Although growth this year was about half that of 2017, Von Nessen says the overall manufacturing outlook is positive for the Palmetto State.
“Manufacturing in the United States is moving south, and South Carolina has been able to capture a lot of the gain from that momentum from the U.S. level,” he says. “The uncertainty for 2019 is simply surrounding the automotive tariffs and the degree to which we see those reduce in the new year.”
Although exports are down—Von Nessen says it’s the first time since at least 2012 that growth has been negative—BMW North America President and CEO Bernhard Kuhn said that demand for BMWs had not dropped in China since the tariffs have been introduced, according to a Nov. 28 CNBC report. In fact, the report notes that sales rose “12 percent in October over the same month last year and 6 percent year to date.”

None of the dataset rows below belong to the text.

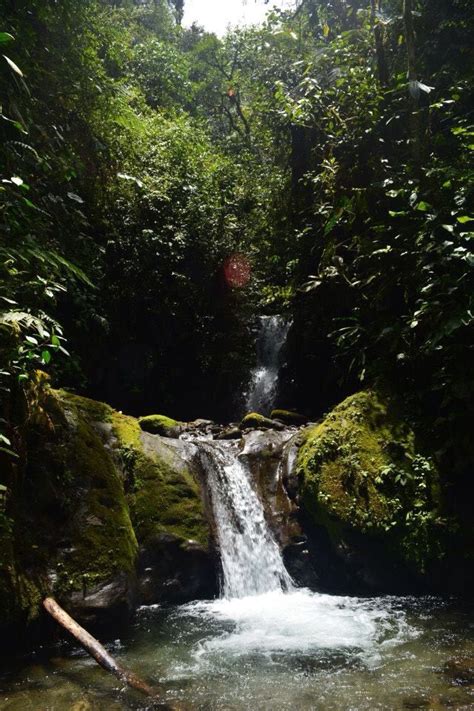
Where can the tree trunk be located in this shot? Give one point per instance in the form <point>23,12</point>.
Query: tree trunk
<point>100,654</point>
<point>377,29</point>
<point>415,115</point>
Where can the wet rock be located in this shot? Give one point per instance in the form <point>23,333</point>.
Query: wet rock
<point>172,570</point>
<point>230,433</point>
<point>103,602</point>
<point>162,425</point>
<point>254,421</point>
<point>350,469</point>
<point>417,701</point>
<point>288,417</point>
<point>460,670</point>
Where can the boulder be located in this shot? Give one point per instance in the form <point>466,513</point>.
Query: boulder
<point>255,421</point>
<point>97,494</point>
<point>370,497</point>
<point>288,417</point>
<point>162,425</point>
<point>230,433</point>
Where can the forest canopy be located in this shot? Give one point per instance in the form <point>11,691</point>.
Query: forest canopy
<point>328,151</point>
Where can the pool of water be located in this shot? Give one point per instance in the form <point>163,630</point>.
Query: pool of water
<point>296,650</point>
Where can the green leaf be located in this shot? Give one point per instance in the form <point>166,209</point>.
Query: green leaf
<point>5,37</point>
<point>423,206</point>
<point>13,66</point>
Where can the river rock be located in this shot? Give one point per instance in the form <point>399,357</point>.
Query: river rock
<point>460,670</point>
<point>175,571</point>
<point>103,602</point>
<point>229,433</point>
<point>360,472</point>
<point>162,425</point>
<point>255,421</point>
<point>288,417</point>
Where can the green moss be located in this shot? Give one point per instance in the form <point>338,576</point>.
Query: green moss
<point>126,429</point>
<point>166,499</point>
<point>90,410</point>
<point>90,490</point>
<point>360,469</point>
<point>158,424</point>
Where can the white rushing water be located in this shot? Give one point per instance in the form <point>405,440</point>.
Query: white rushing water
<point>250,557</point>
<point>260,610</point>
<point>272,334</point>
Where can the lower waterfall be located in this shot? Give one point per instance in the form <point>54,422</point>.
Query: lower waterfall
<point>251,560</point>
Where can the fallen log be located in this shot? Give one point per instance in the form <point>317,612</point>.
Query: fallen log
<point>100,654</point>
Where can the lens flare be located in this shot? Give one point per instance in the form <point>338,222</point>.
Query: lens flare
<point>237,271</point>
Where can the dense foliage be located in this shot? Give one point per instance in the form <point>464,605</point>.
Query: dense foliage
<point>332,147</point>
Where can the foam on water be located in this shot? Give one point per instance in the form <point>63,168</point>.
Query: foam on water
<point>302,622</point>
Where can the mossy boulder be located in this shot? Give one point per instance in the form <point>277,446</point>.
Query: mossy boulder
<point>160,424</point>
<point>364,479</point>
<point>92,498</point>
<point>288,417</point>
<point>255,421</point>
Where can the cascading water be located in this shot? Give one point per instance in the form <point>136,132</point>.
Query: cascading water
<point>272,334</point>
<point>250,557</point>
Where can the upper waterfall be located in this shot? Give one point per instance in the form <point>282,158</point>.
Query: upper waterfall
<point>262,392</point>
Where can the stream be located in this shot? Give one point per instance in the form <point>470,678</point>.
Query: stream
<point>264,643</point>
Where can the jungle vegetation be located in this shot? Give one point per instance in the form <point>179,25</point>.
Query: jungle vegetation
<point>325,157</point>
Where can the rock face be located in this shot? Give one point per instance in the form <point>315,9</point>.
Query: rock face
<point>369,498</point>
<point>107,517</point>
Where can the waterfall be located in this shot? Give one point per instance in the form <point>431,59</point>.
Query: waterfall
<point>262,392</point>
<point>250,557</point>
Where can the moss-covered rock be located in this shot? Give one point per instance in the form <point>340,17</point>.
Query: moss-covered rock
<point>363,478</point>
<point>92,498</point>
<point>160,424</point>
<point>255,421</point>
<point>288,417</point>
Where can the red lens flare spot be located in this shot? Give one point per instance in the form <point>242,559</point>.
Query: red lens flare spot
<point>237,271</point>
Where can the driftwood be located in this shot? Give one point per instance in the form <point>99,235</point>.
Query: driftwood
<point>100,654</point>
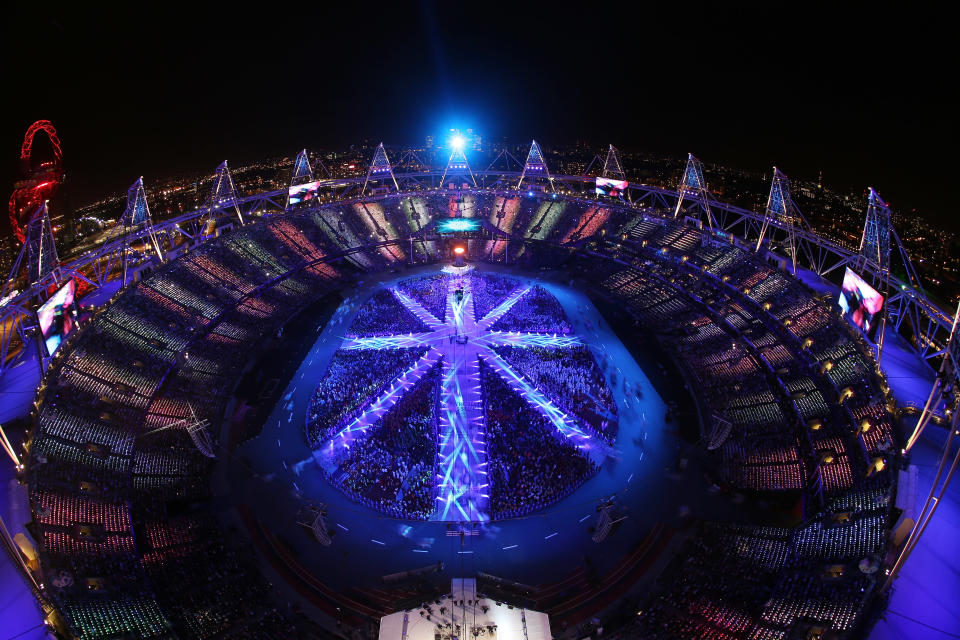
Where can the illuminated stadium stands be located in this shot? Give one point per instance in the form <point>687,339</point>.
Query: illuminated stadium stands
<point>111,454</point>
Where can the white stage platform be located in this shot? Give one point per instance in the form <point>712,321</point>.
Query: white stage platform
<point>464,617</point>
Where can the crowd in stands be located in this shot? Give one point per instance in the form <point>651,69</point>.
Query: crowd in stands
<point>352,379</point>
<point>531,465</point>
<point>383,315</point>
<point>764,355</point>
<point>537,311</point>
<point>391,467</point>
<point>571,378</point>
<point>163,352</point>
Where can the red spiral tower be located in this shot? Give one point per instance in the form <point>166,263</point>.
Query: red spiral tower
<point>37,183</point>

Still, the German automotive giant saw four consecutive months of declining exports as of October.
BMW has also begun talking about building another plant in the U.S., one that would manufacture parts that are currently being imported and therefore affected by Trump’s tariffs.
And while Volvo’s new Berkeley County-produced S60 sedan is one of the finalists in the North American Car of the Year Award, the Lowcountry automaker has cancelled plans to ship the vehicle to China and is easing workforce expansion plans.

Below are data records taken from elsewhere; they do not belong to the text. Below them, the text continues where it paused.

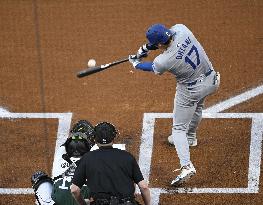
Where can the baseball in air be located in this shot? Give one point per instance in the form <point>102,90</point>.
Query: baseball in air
<point>91,63</point>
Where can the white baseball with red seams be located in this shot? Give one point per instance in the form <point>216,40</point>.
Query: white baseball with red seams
<point>91,63</point>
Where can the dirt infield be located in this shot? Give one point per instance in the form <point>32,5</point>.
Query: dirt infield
<point>45,43</point>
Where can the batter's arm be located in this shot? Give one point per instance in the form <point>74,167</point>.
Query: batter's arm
<point>145,66</point>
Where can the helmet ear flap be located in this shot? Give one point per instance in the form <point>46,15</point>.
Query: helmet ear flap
<point>38,178</point>
<point>77,144</point>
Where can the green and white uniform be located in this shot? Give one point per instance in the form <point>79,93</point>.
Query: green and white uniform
<point>61,193</point>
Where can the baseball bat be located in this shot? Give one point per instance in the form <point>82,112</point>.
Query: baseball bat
<point>100,68</point>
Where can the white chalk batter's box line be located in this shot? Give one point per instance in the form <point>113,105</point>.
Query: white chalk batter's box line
<point>146,150</point>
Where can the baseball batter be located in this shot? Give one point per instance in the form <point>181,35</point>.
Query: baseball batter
<point>185,58</point>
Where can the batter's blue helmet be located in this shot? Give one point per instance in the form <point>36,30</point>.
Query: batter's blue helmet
<point>158,33</point>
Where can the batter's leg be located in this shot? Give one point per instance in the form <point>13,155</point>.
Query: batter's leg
<point>197,117</point>
<point>182,118</point>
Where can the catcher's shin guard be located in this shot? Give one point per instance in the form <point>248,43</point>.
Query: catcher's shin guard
<point>43,194</point>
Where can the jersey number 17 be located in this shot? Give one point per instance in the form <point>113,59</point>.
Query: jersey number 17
<point>193,51</point>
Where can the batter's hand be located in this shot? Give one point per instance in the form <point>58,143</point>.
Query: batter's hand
<point>142,52</point>
<point>134,60</point>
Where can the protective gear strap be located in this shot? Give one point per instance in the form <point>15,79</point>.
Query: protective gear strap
<point>145,66</point>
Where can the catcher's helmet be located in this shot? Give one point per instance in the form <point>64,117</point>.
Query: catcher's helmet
<point>38,178</point>
<point>105,132</point>
<point>77,144</point>
<point>81,139</point>
<point>83,126</point>
<point>158,33</point>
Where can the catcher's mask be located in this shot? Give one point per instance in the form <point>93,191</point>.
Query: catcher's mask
<point>105,133</point>
<point>81,139</point>
<point>85,127</point>
<point>78,144</point>
<point>38,178</point>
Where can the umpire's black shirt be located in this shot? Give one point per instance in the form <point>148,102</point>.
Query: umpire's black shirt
<point>108,171</point>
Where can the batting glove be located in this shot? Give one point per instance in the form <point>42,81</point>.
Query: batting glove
<point>134,60</point>
<point>142,52</point>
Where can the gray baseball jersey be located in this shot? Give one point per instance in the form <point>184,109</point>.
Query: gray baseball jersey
<point>185,57</point>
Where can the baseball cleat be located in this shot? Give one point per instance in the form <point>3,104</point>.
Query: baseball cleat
<point>192,142</point>
<point>187,172</point>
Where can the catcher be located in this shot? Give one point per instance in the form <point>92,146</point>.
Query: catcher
<point>56,191</point>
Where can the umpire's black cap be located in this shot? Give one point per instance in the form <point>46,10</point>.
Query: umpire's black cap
<point>105,132</point>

“It’s important to contextualize the importance of the automotive sector in South Carolina because any disruption to the automotive sector does have a disproportionate effect on South Carolina,” Von Nessen says. According to the economist, the auto industry has a multiplier effect of 3.7, which means for every 10 jobs that are either created or sustained by the automotive cluster, another 27 jobs are created elsewhere in the state.
Laissez-Faire No More
Currently, China imposes a 40 percent increase on imported cars made in the U.S.; however, the People’s Republic has indicated they might be willing to drop the tariff to 25 percent.

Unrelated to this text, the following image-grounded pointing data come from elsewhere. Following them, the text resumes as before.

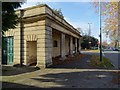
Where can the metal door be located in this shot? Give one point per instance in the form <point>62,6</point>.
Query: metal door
<point>9,50</point>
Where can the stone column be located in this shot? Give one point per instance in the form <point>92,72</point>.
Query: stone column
<point>79,45</point>
<point>71,45</point>
<point>62,45</point>
<point>44,47</point>
<point>75,45</point>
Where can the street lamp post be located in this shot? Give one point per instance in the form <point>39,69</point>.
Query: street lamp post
<point>100,31</point>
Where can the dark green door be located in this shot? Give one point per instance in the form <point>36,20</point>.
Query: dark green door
<point>9,50</point>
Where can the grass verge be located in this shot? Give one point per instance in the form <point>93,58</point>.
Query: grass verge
<point>95,62</point>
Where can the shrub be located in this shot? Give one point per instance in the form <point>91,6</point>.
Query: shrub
<point>95,62</point>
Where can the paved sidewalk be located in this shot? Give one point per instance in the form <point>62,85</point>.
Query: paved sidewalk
<point>62,78</point>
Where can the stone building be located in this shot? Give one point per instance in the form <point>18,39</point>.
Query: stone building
<point>40,36</point>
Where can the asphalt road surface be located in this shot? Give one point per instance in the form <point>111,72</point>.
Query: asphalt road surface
<point>114,57</point>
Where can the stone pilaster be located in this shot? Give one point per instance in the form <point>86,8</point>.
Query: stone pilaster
<point>79,41</point>
<point>62,48</point>
<point>71,45</point>
<point>44,47</point>
<point>75,45</point>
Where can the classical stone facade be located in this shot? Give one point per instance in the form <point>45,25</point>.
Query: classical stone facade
<point>42,35</point>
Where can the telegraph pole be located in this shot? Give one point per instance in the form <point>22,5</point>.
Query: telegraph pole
<point>100,30</point>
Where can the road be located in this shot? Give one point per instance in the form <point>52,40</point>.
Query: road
<point>113,56</point>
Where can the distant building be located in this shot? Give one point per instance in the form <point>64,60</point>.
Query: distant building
<point>40,36</point>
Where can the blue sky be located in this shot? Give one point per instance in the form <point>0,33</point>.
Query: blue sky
<point>78,14</point>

“We’ve always been a state that has benefited from international trade,” says Doug Woodward, director of research at the Moore School. “It’s an important part of our economy.”
He adds, “So when we have trade restriction and protectionism like this, it’s something that is going to affect us in South Carolina and already has.”
As it stands today, the president’s tough trade policy reveals a truth about China’s dependence on the American market.
“They are getting hurt more than we are,” Woodward says.
“The U.S. is the most lucrative market in the world and people want to access that, and we’re finally taking advantage of that,” he adds. “In the past, we haven’t done what China has done. We haven’t said, ‘If you want to access our market, here are the rules that you’ve got to play by.’ We had a more laissez-faire attitude. We don’t have that anymore.”
‘It Seems to Be Working’
China isn’t the only nation negatively impacting American manufacturing. Mexico, with its promise of extremely low wages, gives businesses less incentive to use U.S. factory labor.
The U.S.-Mexico-Canada Agreement could bring more production to America. How so? By requiring Mexican auto manufacturers selling vehicles in the States to pay a sizable number of workers $16 an hour. According to the Wall Street Journal, that figure is “about three times what the typical Mexican autoworker makes.”
While Trump certainly overreaches, Woodward says the tariffs may be a useful negotiating tactic. “Most economists would oppose this,” he says, “but it seems to be working.”
And if the trade war ends, Von Nessen expects an almost immediate effect. “The current negotiations between the U.S. and China are for a 90-day period that would come to a conclusion in early March,” he says, adding that the automotive- and manufacturing-driven South Carolina economy would begin seeing a positive change in the third or fourth quarters.
If that happens, Von Nessen says an additional 6,000 jobs could be created because of the boost the trade war’s end will have on the automotive sector and, in turn, that lovely multiplier effect.